Abstract

The proliferation of fintech has antiquated the conventional banking enterprise models of developing nations. It is currently unknown what effect fintech will have on the output and willingness of banks to take risks. This objective of the study is to limelight how financial institutions' perspectives on risk and productivity have shifted due to their adoption of fintech solutions. Researchers analysed annual data from four commercial banks in India (BOI, IDBI, FB, HDFC) for their quantitative analysis between 2022 and 2023. In order to evaluate the theoretical mediation hypothesis put forward in this research, path analysis and structural equation modelling (SEM) were applied to panel data. It was done to evaluate the hypothesis. According to the findings, implementing this fintech solution into the workings of banks reduces the amount of risk taken on by the bank. It improves the effectiveness with which its operations are carried out.
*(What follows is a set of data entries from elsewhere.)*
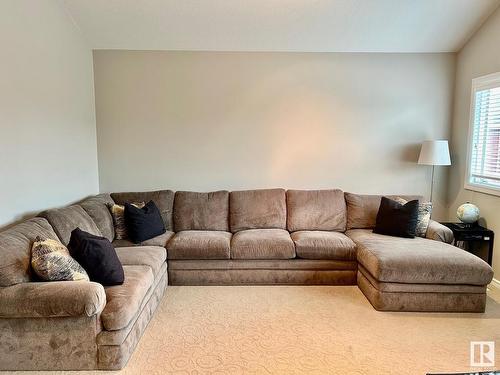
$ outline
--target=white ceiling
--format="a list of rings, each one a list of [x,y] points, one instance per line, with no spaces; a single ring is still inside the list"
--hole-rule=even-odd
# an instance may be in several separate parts
[[[60,0],[92,48],[454,52],[500,0]]]

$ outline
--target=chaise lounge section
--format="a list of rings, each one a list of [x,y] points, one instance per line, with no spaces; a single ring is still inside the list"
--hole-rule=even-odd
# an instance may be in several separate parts
[[[435,221],[426,238],[374,234],[380,199],[338,189],[162,190],[45,211],[0,232],[0,369],[122,368],[169,283],[357,284],[377,310],[483,312],[491,267],[451,246],[451,231]],[[109,206],[149,200],[166,233],[116,240]],[[76,227],[112,241],[123,285],[32,274],[36,236],[67,244]]]

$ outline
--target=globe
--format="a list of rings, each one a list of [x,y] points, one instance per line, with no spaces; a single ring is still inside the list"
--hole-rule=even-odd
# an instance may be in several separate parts
[[[457,217],[461,222],[466,224],[472,224],[479,220],[479,208],[470,203],[464,203],[457,210]]]

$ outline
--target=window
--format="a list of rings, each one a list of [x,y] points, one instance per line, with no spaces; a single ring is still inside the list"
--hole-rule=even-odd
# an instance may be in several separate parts
[[[465,188],[500,195],[500,73],[472,80]]]

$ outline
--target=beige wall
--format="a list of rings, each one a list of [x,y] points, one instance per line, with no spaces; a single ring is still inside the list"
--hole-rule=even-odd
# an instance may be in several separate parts
[[[449,217],[456,219],[457,207],[465,201],[479,206],[481,216],[499,238],[493,269],[500,272],[500,197],[464,189],[472,79],[500,71],[500,9],[474,34],[457,56],[455,105],[453,114],[453,167],[449,184]],[[495,276],[498,278],[498,274]]]
[[[452,54],[99,50],[94,71],[101,191],[428,195],[419,145],[451,122]]]
[[[98,190],[92,54],[58,1],[0,2],[0,226]]]

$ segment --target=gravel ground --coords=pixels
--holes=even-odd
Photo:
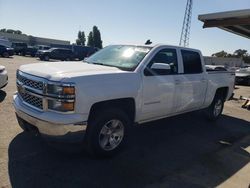
[[[12,106],[15,71],[31,57],[0,58],[9,84],[0,91],[0,187],[247,187],[250,183],[250,111],[237,86],[222,118],[207,122],[200,112],[136,126],[124,150],[93,160],[62,152],[39,136],[22,132]]]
The results of the path analysis showed that operational efficiency acts as a mediator between risk appetite and the adoption of fintech products by banks in India. In addition to other findings, the study discovered that. This article travels around commercial and central banks which are responsible for formulating monetary policy. The findings could be useful for business banks that employ fintech tools to boost productivity and reduce exposure to risk. It is the first empirical work that we are aware of that travel around how the spread of fintech products has altered the risk perception of customers and the productivity and profitability of banks in low-income and middle-income nations.